В глазах Зои, да и некоторых других девочек, — жадное любопытство. Вот с таким выражением лица ходят по квартирам, чтоб посмотреть на незнакомых им покойников, или толпятся у церквей и костелов, чтоб увидеть незнакомых им новобрачных.
Это очень противно…
Очевидно, Лида Карцева чувствует то же, что и я, потому что она очень холодно смотрит на Зою и других девочек, обступивших нас.

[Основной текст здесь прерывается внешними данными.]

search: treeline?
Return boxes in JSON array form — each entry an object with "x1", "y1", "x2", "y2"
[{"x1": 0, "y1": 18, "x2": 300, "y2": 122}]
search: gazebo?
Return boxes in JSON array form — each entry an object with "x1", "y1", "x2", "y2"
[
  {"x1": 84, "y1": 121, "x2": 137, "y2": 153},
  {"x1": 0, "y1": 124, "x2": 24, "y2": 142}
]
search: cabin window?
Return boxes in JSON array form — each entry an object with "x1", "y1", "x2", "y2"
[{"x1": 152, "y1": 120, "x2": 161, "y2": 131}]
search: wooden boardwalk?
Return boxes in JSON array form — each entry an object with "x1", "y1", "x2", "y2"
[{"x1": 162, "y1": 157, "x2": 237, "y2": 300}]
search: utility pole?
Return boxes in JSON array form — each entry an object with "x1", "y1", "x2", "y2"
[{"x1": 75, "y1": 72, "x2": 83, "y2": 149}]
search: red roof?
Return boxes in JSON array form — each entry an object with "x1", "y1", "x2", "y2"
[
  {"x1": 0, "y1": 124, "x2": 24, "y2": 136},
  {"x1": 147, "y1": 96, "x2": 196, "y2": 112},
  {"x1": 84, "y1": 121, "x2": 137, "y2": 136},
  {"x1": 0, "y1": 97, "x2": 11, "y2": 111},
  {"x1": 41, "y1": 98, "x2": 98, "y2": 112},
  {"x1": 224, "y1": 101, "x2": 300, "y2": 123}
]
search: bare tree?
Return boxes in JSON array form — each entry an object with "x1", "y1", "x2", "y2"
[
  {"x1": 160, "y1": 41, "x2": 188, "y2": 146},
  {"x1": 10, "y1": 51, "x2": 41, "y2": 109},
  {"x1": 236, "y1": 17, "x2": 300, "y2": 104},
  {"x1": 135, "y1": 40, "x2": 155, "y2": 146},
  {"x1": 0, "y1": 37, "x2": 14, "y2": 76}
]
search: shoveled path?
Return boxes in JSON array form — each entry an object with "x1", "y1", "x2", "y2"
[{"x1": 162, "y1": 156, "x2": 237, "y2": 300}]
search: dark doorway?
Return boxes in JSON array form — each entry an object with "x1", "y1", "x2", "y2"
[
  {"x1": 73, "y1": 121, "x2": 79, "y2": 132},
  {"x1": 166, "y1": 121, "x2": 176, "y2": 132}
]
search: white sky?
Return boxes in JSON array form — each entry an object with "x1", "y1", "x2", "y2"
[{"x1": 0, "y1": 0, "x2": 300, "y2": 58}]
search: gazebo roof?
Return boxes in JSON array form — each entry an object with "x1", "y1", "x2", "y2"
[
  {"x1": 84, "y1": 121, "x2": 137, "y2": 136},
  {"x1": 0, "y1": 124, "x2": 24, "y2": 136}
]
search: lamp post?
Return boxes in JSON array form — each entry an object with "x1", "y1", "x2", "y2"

— Да что такое мы должны знать про Хованскую? — говорит Лида спокойно. — Ничего мы не знаем! Дайте нам пройти…
Нас пропускают. Мы идем по коридору со своими завтраками и говорим о другом. О чем угодно, только не о Тамаре Хованской.
Вечером прибегает к нам Леня, очень взволнованный:
— Шашура! Идем к нам…
— Это зачем еще мне идти?
— Меня дедушка послал. «Скажи, говорит, Сашеньке (он тебя Сашенькой зовет… подумай, всех обезьян Сашеньками звать!), чтоб сейчас пришла к нам!»
Я понимаю это так, что у Тамары собрались все ее знатные гости и Ивану Константиновичу непременно хочется, чтобы пришла и я. А я так не хочу этой встречи с «графьями и князьями», что даже пропускаю мимо ушей Ленькину дразнилку про «обезьян».
— Зачем я к вам пойду? — ершусь я. — У вас и без меня гостей много…
— То-то и дело, что нет! — серьезно отвечает Леня. — Ни одного гостя и три телеги неприятностей… Пойдем, Шашура!
У Роговых еще в передней слышно, как заливается хохотом Тамара.
— Ты меня обманул? — сурово говорю я и поворачиваюсь, чтоб уйти. — У вас веселье, хаханьки, а ты сказал: никого нету!
Леня удерживает меня за рукав шубки.
— Это у Тамары… истерика… — бормочет он сконфуженно. — Плачет она… понимаешь? Плачет!
Мы с Леней входим в комнату, откуда доносятся странные звуки, похожие больше на хохот, даже на икоту, чем на плач. Я никогда в жизни такого не слыхала и в совершенном ужасе схватываю Ленину руку.
В довершение переполоха попугай Сингапур в своей клетке начинает заливаться точь-в-точь, как Тамара! Оказывается (потом нам это объясняет Иван Константинович), одна из прежних хозяек Сингапура часто закатывала истерики, и Сингапур перенял это от нее. Все эти годы он жил у Ивана Константиновича и не слыхал никаких истерик; ну, а когда Тамара начала эту знакомую ему песню, Сингапур страшно обрадовался и начал выводить истерические вопли. Так они наворачивают оба — Тамара и Сингапур!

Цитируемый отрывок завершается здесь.